CLUSTER COMPUTING
A
SEMINAR TOPIC
ON
CLUSTER COMPUTING
BY
K.V.SATYANARAYANA
CLUSTER COMPUTING
Introduction:
A computer cluster is a group of linked computers, working together closely so that in many respects they form a single computer. The components of a cluster are commonly, but not always, connected to each other through fast local area networks. Clusters are usually deployed to improve performance and/or availability over that of a single computer, while typically being much more cost-effective than single computers of comparable speed or availability.
The High Performance Computing (HPC) allows scientists and engineers to deal with very complex problems using fast computer hardware and specialized software. Since often these problems require hundreds or even thousands of processor hours to complete, an approach, based on the use of supercomputers, has been traditionally adopted. Recent tremendous increase in a speed of PC-type computers opens relatively cheap and scalable solution for HPC, using cluster technologies. The conventional MPP (Massively Parallel Processing) supercomputers are oriented on the very high-end of performance. As a result, they are relatively expensive and require special and also expensive maintenance support. Better understanding of applications and algorithms as well as a significant improvement in the communication network technologies and processors speed led to emerging of new class of systems, called clustersof SMP(symmetric multi processor) or networks of workstations(NOW), which are able to compete in performance with MPPs and have excellent price/performance ratios for special applications types.
A clusteris a group of independent computers working together as a single system to ensure that mission-critical applications and resources are as highly available as possible. The group is managed as a single system, shares a common namespace, and is specifically designed to tolerate component failures, and to support the addition or removal of components in a way that's transparent to users.

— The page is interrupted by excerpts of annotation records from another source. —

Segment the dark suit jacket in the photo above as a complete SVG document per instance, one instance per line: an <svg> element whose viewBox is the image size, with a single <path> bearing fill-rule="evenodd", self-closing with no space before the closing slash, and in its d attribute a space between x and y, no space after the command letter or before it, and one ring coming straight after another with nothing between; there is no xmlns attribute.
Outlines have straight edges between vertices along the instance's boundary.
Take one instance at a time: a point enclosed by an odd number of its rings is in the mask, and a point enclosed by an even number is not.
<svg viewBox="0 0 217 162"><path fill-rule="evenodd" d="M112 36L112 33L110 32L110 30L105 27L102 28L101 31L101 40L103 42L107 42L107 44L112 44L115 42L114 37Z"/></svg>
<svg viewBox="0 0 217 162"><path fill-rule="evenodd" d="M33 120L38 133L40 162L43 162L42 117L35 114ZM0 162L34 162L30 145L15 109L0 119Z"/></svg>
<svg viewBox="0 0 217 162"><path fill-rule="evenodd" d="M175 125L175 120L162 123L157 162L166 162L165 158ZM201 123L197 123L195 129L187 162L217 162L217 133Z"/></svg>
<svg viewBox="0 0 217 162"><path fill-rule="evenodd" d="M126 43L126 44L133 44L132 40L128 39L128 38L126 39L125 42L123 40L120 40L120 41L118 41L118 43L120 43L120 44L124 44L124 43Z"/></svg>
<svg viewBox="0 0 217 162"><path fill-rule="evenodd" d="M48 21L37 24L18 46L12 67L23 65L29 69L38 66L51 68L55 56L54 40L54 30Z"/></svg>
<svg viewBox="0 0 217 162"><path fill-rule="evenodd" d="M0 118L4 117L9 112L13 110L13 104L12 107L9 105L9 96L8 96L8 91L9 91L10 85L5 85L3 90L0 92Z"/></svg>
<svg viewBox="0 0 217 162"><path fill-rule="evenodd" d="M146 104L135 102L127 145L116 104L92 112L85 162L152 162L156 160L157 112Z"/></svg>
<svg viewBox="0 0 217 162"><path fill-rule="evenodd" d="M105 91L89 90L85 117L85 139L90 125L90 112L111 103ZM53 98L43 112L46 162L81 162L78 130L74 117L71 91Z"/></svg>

What is cluster computing?
Development of new materials and production processes, based on high technologies, requires a solution of increasingly complex computational problems. However, even as computer power, data storage, and communication speed continue to improve exponentially; available computational resources are often failing to keep up with what users’ demand of them. Therefore high-performance computing (HPC) infrastructure becomes a critical resource for research and development as well as for many business applications. Traditionally the HPC applications were oriented on the use of high-end computer systems - so-called "supercomputers". Before considering the amazing progress in this field, some attention should be paid to the classification of existing computer architectures. SISD (Single Instruction stream, Single Data stream) type computers. These are the conventional systems that contain one central processing unit (CPU) and hence can accommodate one instruction stream that is executed serially. Nowadays many large mainframes may have more than one CPU but each of these executes instruction streams that are unrelated. Therefore, such systems still should be regarded as a set of SISD machines acting on different data spaces. Examples of SISD machines are for instance most workstations like those of DEC, IBM, Hewlett-Packard, and Sun Microsystems as well as most personal computers. SIMD (Single Instruction stream, Multiple Data stream) type computers. Such systems often have a large number of processing units that all may execute the same instruction on different data in lock-step. Thus, a single instruction manipulates many data in parallel. Examples of SIMD machines are the CPP DAP Gamma II and the Alenia Quadrics.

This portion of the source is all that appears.